Cisco Live: This is Cisco’s premiere education and training event for IT pro. Tickets to Cisco Live are not cheap,  and  they are often held in exotic locations, but they are worth attending if you’re knee deep in Cisco products.

Interop: I attended this event back in the 90s when it was as packed as CES is today. And it still feels like one big party, but it’s one of only a handful of IT events that attracts a larger international audience. It also draws distinguished speakers in the IT industry.

Visit a Customer

Before you come unglued, hear me out on this one. You’re probably asking why you’d ever want to visit a customer when that’s someone’s job in sales. Too often IT is put in the odd position of believing their customers are company employees. And that’s true to some extent, as they request support from IT staff. But it’s customers who use the products your company makes that keeps the lights on.

Businessman Holding Small Brown We Love Customer Signage.

Navigating a customer visit can be testy. I’ve had good luck working with account managers who have tight relationships with your company’s most valued customers. Start out by explaining that you’d like to learn a little more about how customers use your products. You’re not there to sell or provide technical assistance. Basically, you’re there to listen. Have patience because it’s worth it.

One thing that makes a customer visit exciting is that you never know what you’re going to hear. Customers might be using your products in ways you never considered. They may share frustrations about your product that you can share with your team. If all you gain from the visit is a little bit of empathy, then it was well worth your while.

The last customer visit I made was to a dentist who had purchased several PCs from us. When I asked where he stored his PCs he pointed to the ceiling. When I ask why, I learned that space was at such a premium that there just wasn’t room for a full-size PC case in each room. The customer stored them in the ceiling where heat and dust were sure to cause eventual problems. I returned home with a plan to build future computers for this customer in small cases that mounted to the back of monitors. Seeing how little space this customer had to work with gave me a new perspective on the size of our cases.

I believe that visiting customers can be one of the most educational moves you can make. Even when I’ve heard about problems or received negative feedback about one of our products, I’ve found the good greatly outweighed the bad. It’s a sure way to improve on your IT skills.
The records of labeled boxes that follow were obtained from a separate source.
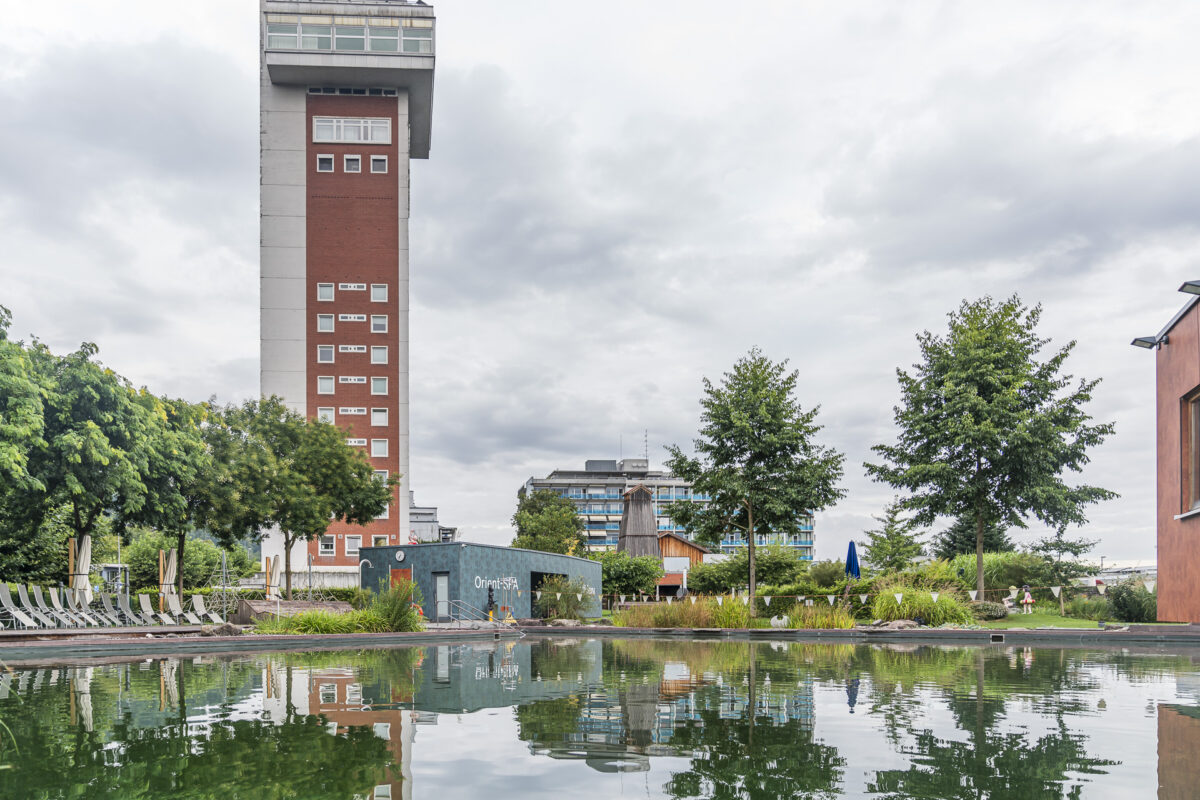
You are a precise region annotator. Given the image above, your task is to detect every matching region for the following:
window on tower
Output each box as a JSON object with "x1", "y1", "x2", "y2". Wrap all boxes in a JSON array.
[{"x1": 312, "y1": 116, "x2": 391, "y2": 145}]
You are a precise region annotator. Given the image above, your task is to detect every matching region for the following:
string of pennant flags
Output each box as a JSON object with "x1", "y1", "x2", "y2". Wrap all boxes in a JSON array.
[
  {"x1": 585, "y1": 581, "x2": 1158, "y2": 607},
  {"x1": 517, "y1": 581, "x2": 1158, "y2": 606}
]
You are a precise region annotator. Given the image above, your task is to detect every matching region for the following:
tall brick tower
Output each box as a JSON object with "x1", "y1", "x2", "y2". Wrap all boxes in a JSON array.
[{"x1": 259, "y1": 0, "x2": 434, "y2": 585}]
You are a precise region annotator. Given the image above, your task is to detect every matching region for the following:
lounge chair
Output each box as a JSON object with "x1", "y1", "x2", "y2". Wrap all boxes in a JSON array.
[
  {"x1": 192, "y1": 595, "x2": 224, "y2": 625},
  {"x1": 62, "y1": 589, "x2": 110, "y2": 627},
  {"x1": 167, "y1": 594, "x2": 204, "y2": 625},
  {"x1": 29, "y1": 585, "x2": 83, "y2": 627},
  {"x1": 0, "y1": 581, "x2": 41, "y2": 628},
  {"x1": 138, "y1": 595, "x2": 179, "y2": 625},
  {"x1": 17, "y1": 583, "x2": 57, "y2": 627},
  {"x1": 46, "y1": 587, "x2": 100, "y2": 626},
  {"x1": 116, "y1": 595, "x2": 155, "y2": 625},
  {"x1": 100, "y1": 593, "x2": 143, "y2": 625}
]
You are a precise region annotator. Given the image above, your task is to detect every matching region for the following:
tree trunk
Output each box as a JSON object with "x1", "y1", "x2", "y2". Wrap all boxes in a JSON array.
[
  {"x1": 746, "y1": 503, "x2": 757, "y2": 616},
  {"x1": 976, "y1": 506, "x2": 984, "y2": 600},
  {"x1": 175, "y1": 534, "x2": 187, "y2": 606},
  {"x1": 283, "y1": 534, "x2": 293, "y2": 599}
]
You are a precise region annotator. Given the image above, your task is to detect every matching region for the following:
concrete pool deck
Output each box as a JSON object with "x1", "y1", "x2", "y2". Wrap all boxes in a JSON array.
[{"x1": 0, "y1": 625, "x2": 1200, "y2": 666}]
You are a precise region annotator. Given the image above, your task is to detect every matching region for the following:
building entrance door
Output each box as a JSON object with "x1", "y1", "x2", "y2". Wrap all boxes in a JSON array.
[{"x1": 433, "y1": 572, "x2": 450, "y2": 621}]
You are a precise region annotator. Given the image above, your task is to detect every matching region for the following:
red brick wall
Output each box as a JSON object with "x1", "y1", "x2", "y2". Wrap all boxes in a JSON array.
[
  {"x1": 1157, "y1": 299, "x2": 1200, "y2": 622},
  {"x1": 300, "y1": 95, "x2": 408, "y2": 569}
]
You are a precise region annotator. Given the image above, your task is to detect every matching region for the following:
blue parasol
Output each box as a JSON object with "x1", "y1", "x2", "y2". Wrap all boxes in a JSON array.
[{"x1": 846, "y1": 540, "x2": 863, "y2": 578}]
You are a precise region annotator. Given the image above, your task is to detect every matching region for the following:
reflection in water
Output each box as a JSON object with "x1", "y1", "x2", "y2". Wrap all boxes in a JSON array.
[{"x1": 0, "y1": 639, "x2": 1200, "y2": 800}]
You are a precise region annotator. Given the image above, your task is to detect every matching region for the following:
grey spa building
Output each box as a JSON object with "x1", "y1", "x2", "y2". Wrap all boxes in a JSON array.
[{"x1": 360, "y1": 542, "x2": 601, "y2": 621}]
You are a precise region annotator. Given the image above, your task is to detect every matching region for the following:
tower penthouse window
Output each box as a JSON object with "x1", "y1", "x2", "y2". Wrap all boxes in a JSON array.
[{"x1": 312, "y1": 116, "x2": 391, "y2": 144}]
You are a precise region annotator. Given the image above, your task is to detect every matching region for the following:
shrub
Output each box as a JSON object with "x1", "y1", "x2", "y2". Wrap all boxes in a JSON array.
[
  {"x1": 967, "y1": 600, "x2": 1008, "y2": 619},
  {"x1": 1066, "y1": 595, "x2": 1114, "y2": 620},
  {"x1": 533, "y1": 576, "x2": 593, "y2": 619},
  {"x1": 809, "y1": 561, "x2": 846, "y2": 594},
  {"x1": 712, "y1": 597, "x2": 751, "y2": 627},
  {"x1": 612, "y1": 597, "x2": 716, "y2": 627},
  {"x1": 788, "y1": 603, "x2": 856, "y2": 628},
  {"x1": 871, "y1": 585, "x2": 974, "y2": 627},
  {"x1": 1108, "y1": 581, "x2": 1158, "y2": 622}
]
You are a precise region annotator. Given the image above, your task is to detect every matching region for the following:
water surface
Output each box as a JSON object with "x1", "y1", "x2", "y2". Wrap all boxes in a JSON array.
[{"x1": 0, "y1": 638, "x2": 1200, "y2": 800}]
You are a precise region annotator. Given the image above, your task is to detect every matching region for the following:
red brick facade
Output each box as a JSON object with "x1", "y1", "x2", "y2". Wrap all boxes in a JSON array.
[{"x1": 307, "y1": 95, "x2": 408, "y2": 569}]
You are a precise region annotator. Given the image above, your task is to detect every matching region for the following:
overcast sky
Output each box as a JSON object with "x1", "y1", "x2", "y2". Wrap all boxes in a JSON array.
[{"x1": 0, "y1": 0, "x2": 1200, "y2": 560}]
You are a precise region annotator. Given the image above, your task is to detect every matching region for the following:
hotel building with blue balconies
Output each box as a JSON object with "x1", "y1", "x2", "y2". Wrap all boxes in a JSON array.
[{"x1": 520, "y1": 458, "x2": 815, "y2": 560}]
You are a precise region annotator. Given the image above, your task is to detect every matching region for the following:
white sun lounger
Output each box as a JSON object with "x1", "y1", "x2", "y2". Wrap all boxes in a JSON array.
[
  {"x1": 167, "y1": 594, "x2": 204, "y2": 625},
  {"x1": 29, "y1": 585, "x2": 83, "y2": 627},
  {"x1": 138, "y1": 595, "x2": 179, "y2": 625},
  {"x1": 192, "y1": 595, "x2": 224, "y2": 625},
  {"x1": 46, "y1": 587, "x2": 100, "y2": 625},
  {"x1": 116, "y1": 595, "x2": 155, "y2": 625},
  {"x1": 0, "y1": 581, "x2": 41, "y2": 627},
  {"x1": 62, "y1": 589, "x2": 112, "y2": 627},
  {"x1": 17, "y1": 583, "x2": 62, "y2": 627}
]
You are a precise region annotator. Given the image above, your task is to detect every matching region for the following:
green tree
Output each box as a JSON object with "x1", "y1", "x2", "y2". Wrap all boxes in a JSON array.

IT Skills: Sharing is Caring

Want to really drill down into a subject? Offer to provide in-house training on the topic you’re studying. Doing this serves a few purposes. It’s a wonderful incentive to study  the subject at hand. You’ll have to learn it well enough to teach. The repetition that comes from the learning and sharing will be reward itself. You’re also making yourself more valuable to your company by being willing to share your knowledge with your colleagues.

book stacks

I’m in the middle of brushing up on a subject in order to train a number of new support staff in a few weeks. Knowing that I’ll have to share my knowledge has given me greater focus to hone in on those parts of the topic that I can confidently share with others.

A manager once told me that his most valued employees were not always those who held the most lofty titles or had amassed the greatest number of skills. In  his mind, the most valuable employees were those who could train and mentor newer employees.

What types of training have you found to be the most valuable in your career?